/
Selasa, 27 September 2022 | 17:28 WIB
Kolase Ipda Arsyad Daiva Gunawan & Kombes Pol Nurul Azizah. (suara.com)

SuaraTasikmalaya.id - Mantan Kasubnit I Unit I Satreskrim Polres Metro Jakarta Selatan Ipda Arsyad Daiva Gunawan telah menjalani sidang kode etik pada Sening (26/99/2022) kemarin, terkait ketidakprofesionalan di kasus pembunuhan Brigadir Nopriansyah Yosua Hutabarat alias Brigadir J oleh Ferdy Sambo.

“Hari ini tadi sekitar jam 11.00 WIB, sidang tersebut bisa dilaksanakan dan saksi atas nama AKBP AR, beliau bisa hadir,” kata Kepala Bagian Penerangan Umum (Kabagpenum) Divisi Humas Polri Kombes Pol. Nurul Azizah di Mabes Polri, Jakarta, Senin, seperti dikutip dari Antara.

Nurul mengatakan sidang kode etik itu dilaksanakan di Gedung TNCC Divisi Propam Polri, yang juga dihadiri oleh AKBP Arif Rahman selaku saksi kunci dalam persidangan Ipda Arsyad Daiva buntuk kasus Ferdy Sambo.

 Sebelumnya, sidang kode etik Ipda Arsyad Daiva sempat ditunda pada Kamis, 15 September 2022, sebab saksi kunci AKBP Arif Rahman tidak dapat hadir karena sakit. 

Diketahui, selain sebagai saksi kunci, Arif Rahman Arifin juga merupakan tersangka tindak pidana dugaan menghalangi penyidikan penembakan Brigadir J bersamadengan enam tersangka lainnya, termasuk Ferdy Sambo dan Brigjen Pol.
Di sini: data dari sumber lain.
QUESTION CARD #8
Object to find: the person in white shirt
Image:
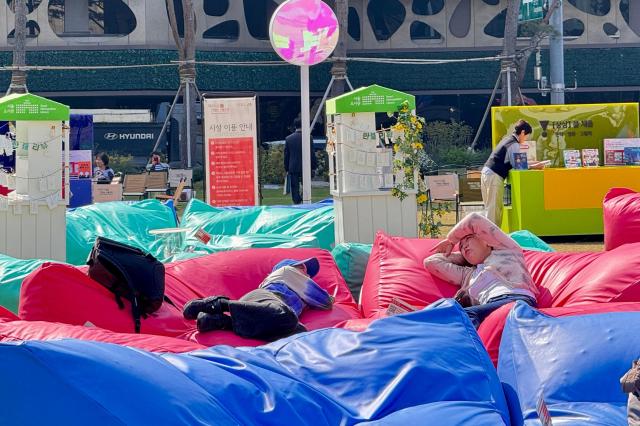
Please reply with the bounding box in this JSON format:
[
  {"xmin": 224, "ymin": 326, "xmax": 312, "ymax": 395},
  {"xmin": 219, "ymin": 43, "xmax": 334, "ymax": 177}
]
[{"xmin": 424, "ymin": 213, "xmax": 537, "ymax": 328}]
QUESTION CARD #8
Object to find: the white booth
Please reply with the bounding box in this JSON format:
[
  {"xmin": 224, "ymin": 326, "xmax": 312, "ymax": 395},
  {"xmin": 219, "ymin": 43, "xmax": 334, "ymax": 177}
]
[
  {"xmin": 0, "ymin": 94, "xmax": 69, "ymax": 261},
  {"xmin": 326, "ymin": 85, "xmax": 418, "ymax": 244}
]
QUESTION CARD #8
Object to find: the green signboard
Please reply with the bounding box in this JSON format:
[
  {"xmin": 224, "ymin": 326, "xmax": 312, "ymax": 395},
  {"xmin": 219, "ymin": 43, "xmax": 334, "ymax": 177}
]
[
  {"xmin": 327, "ymin": 84, "xmax": 416, "ymax": 114},
  {"xmin": 518, "ymin": 0, "xmax": 546, "ymax": 22},
  {"xmin": 0, "ymin": 93, "xmax": 69, "ymax": 121},
  {"xmin": 491, "ymin": 102, "xmax": 640, "ymax": 167}
]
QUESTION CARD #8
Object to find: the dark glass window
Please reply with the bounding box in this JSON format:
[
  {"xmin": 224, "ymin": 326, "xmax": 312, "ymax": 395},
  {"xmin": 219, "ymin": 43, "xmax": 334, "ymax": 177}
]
[
  {"xmin": 367, "ymin": 0, "xmax": 407, "ymax": 41},
  {"xmin": 484, "ymin": 9, "xmax": 507, "ymax": 38},
  {"xmin": 202, "ymin": 21, "xmax": 240, "ymax": 40},
  {"xmin": 411, "ymin": 0, "xmax": 444, "ymax": 15},
  {"xmin": 563, "ymin": 18, "xmax": 584, "ymax": 37},
  {"xmin": 410, "ymin": 21, "xmax": 442, "ymax": 40},
  {"xmin": 243, "ymin": 0, "xmax": 278, "ymax": 40},
  {"xmin": 7, "ymin": 0, "xmax": 42, "ymax": 13},
  {"xmin": 484, "ymin": 9, "xmax": 533, "ymax": 38},
  {"xmin": 347, "ymin": 7, "xmax": 360, "ymax": 41},
  {"xmin": 203, "ymin": 0, "xmax": 229, "ymax": 16},
  {"xmin": 569, "ymin": 0, "xmax": 611, "ymax": 16},
  {"xmin": 48, "ymin": 0, "xmax": 137, "ymax": 36},
  {"xmin": 89, "ymin": 0, "xmax": 136, "ymax": 35}
]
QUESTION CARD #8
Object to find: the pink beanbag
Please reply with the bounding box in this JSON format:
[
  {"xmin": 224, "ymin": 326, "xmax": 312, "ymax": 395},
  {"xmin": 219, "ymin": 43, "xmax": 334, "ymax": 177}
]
[
  {"xmin": 18, "ymin": 263, "xmax": 193, "ymax": 336},
  {"xmin": 478, "ymin": 302, "xmax": 640, "ymax": 365},
  {"xmin": 360, "ymin": 231, "xmax": 457, "ymax": 317},
  {"xmin": 0, "ymin": 319, "xmax": 205, "ymax": 353},
  {"xmin": 19, "ymin": 248, "xmax": 360, "ymax": 346},
  {"xmin": 602, "ymin": 188, "xmax": 640, "ymax": 250}
]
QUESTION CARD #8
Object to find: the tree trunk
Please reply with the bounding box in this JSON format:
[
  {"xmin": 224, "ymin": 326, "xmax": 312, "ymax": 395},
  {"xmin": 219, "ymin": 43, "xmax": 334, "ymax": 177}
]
[
  {"xmin": 7, "ymin": 0, "xmax": 28, "ymax": 95},
  {"xmin": 500, "ymin": 0, "xmax": 520, "ymax": 105},
  {"xmin": 179, "ymin": 0, "xmax": 198, "ymax": 167},
  {"xmin": 329, "ymin": 0, "xmax": 349, "ymax": 98},
  {"xmin": 165, "ymin": 0, "xmax": 199, "ymax": 168}
]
Hendra Kurniawan.

Selain AKBP Arif Rahman, komisi sidang juga menghadirkan 5 saksi lainnya pada persidangan kode etik Ipda Arsyad Daiva, yakni AKBP RS, Kompol AS, Kompol IR, AKP RS dan Briptu RRM.

Nurul juga mengatakan Ipda Arsyad terbukti melakukan perbuatan yang tidak profesional di dalam melaksanakan tugas.
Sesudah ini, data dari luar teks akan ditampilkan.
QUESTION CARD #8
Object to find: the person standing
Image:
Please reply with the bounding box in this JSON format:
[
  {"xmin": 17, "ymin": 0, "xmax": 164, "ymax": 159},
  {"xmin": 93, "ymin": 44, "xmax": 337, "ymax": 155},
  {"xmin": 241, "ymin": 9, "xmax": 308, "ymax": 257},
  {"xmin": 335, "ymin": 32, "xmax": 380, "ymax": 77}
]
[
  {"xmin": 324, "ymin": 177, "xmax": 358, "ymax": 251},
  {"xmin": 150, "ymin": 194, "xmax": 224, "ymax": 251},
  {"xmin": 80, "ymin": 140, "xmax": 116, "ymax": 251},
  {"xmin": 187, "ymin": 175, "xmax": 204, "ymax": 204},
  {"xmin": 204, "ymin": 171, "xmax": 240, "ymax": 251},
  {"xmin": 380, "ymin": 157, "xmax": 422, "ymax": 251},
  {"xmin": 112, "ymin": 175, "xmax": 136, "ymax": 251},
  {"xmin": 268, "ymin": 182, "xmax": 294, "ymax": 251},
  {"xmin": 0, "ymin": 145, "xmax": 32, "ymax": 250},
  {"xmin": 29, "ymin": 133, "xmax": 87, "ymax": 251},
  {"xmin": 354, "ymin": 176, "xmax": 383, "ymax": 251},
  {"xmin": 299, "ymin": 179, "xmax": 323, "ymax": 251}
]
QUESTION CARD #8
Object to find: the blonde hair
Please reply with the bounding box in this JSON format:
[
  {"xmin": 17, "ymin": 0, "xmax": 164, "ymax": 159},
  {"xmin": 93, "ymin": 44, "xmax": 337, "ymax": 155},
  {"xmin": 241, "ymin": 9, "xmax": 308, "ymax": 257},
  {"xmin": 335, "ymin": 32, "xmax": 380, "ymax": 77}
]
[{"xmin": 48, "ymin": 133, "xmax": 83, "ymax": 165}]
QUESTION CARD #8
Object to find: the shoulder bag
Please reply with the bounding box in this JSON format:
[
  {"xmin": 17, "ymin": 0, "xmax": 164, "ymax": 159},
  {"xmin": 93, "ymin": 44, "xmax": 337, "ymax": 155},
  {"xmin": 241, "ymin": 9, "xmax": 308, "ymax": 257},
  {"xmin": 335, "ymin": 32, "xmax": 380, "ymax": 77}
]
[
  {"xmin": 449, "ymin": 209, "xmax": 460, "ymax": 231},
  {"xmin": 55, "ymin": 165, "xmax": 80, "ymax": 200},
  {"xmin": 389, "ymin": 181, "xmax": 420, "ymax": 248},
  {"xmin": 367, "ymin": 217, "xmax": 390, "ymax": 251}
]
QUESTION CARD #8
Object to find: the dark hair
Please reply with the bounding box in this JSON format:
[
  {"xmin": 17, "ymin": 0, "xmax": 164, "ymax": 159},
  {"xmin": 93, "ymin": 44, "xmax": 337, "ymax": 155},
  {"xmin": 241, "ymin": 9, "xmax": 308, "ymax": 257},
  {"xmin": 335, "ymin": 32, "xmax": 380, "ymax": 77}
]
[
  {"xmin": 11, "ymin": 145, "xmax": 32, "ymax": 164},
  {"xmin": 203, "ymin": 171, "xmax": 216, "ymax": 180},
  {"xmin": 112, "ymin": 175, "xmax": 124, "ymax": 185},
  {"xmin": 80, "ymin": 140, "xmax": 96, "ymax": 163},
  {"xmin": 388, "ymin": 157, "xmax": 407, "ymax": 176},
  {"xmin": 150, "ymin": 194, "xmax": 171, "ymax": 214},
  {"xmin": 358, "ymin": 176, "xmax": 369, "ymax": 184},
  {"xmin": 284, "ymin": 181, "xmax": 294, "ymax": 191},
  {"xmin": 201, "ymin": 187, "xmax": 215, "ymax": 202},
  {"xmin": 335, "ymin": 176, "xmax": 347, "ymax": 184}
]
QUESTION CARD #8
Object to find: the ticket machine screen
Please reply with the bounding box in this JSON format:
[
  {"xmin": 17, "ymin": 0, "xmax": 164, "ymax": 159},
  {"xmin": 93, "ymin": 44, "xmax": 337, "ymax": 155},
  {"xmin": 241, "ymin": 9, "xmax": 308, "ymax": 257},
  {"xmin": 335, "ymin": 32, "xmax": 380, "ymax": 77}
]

Pimpinan sidang memutuskan Ipda Arsyad telah melakukan pelanggaran profesional dalam kasus pembunuhan Brigadir Nofriansyah Yosua Hutabarat alias Brigadir J. 

Ipda Arsyad terbukti melanggar pasal 13 ayat (1) Peraturan Pemerintah Negara RI Nomor 1 tahun tentang Pemberhentian Anggota Polri juncto pasal 5 ayat (1) huruf C Pasal 10 ayat (1) huruf D dan pasal 10 ayat (2) huruf h Peraturan Kepolisian Nomor 7 tahun 2007 tentang kode etik profesi dan komisi kode etik polri.
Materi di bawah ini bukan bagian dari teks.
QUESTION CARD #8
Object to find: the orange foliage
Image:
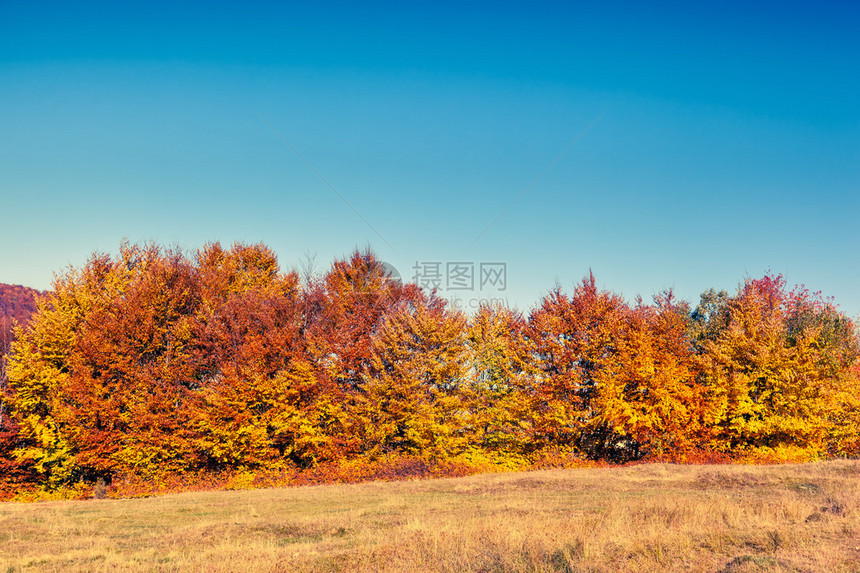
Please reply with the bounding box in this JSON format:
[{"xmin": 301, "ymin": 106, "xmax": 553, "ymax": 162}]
[{"xmin": 0, "ymin": 243, "xmax": 860, "ymax": 497}]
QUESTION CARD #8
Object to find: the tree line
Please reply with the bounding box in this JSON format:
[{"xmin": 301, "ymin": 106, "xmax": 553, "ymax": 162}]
[{"xmin": 0, "ymin": 243, "xmax": 860, "ymax": 494}]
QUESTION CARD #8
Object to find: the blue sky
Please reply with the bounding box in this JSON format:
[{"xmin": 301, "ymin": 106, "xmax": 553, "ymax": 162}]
[{"xmin": 0, "ymin": 0, "xmax": 860, "ymax": 317}]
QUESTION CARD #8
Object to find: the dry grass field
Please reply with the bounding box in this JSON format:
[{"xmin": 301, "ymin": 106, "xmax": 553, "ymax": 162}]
[{"xmin": 0, "ymin": 461, "xmax": 860, "ymax": 573}]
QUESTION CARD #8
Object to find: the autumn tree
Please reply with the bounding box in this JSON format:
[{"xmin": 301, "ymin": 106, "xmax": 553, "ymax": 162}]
[
  {"xmin": 353, "ymin": 295, "xmax": 469, "ymax": 459},
  {"xmin": 527, "ymin": 273, "xmax": 627, "ymax": 457}
]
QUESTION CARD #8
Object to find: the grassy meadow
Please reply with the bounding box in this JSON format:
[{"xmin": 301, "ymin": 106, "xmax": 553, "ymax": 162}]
[{"xmin": 0, "ymin": 460, "xmax": 860, "ymax": 573}]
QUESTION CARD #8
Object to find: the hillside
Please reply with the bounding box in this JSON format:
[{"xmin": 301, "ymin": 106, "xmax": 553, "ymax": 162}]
[{"xmin": 0, "ymin": 460, "xmax": 860, "ymax": 573}]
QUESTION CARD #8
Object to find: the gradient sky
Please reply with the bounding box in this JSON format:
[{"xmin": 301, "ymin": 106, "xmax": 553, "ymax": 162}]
[{"xmin": 0, "ymin": 0, "xmax": 860, "ymax": 317}]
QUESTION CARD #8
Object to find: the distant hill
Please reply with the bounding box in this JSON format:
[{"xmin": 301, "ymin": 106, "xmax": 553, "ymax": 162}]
[{"xmin": 0, "ymin": 283, "xmax": 41, "ymax": 356}]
Baca Juga: BSU Tahap 3 Cair Hari Ini! Berikut 3 Cara Cek Status Penerimanya

"Kemudian perangkat sidang KKEP memutuskan hasil sidang komisi kode etik atas nama Ipda ADG berupa pertama sanksi etika yaitu perilaku pelanggar dinyatakan sebagai perbuatan tercela," kata Kabag Penum Divisi Humas Polri Kombes Pol Nurul.

“Selanjutnya kewajiban pelanggar untuk meminta maaf secara lisan di hadapan sidang KKEP dan atau secara tertulis kepada pimpinan Polri dan pihak yang dirugikan,” ujarnya.

Pelanggar juga diwajibkan mengikuti pembinaan mental kepribadian, kejiwaan, keagamaan dan pengetahuan profesi selama satu bulan. 

“Adapun sanksi administratif berupa mutasi bersifat demosi selama 3 tahun semenjak dimutasi kan ke Yanma Polri,” jelas Nurul.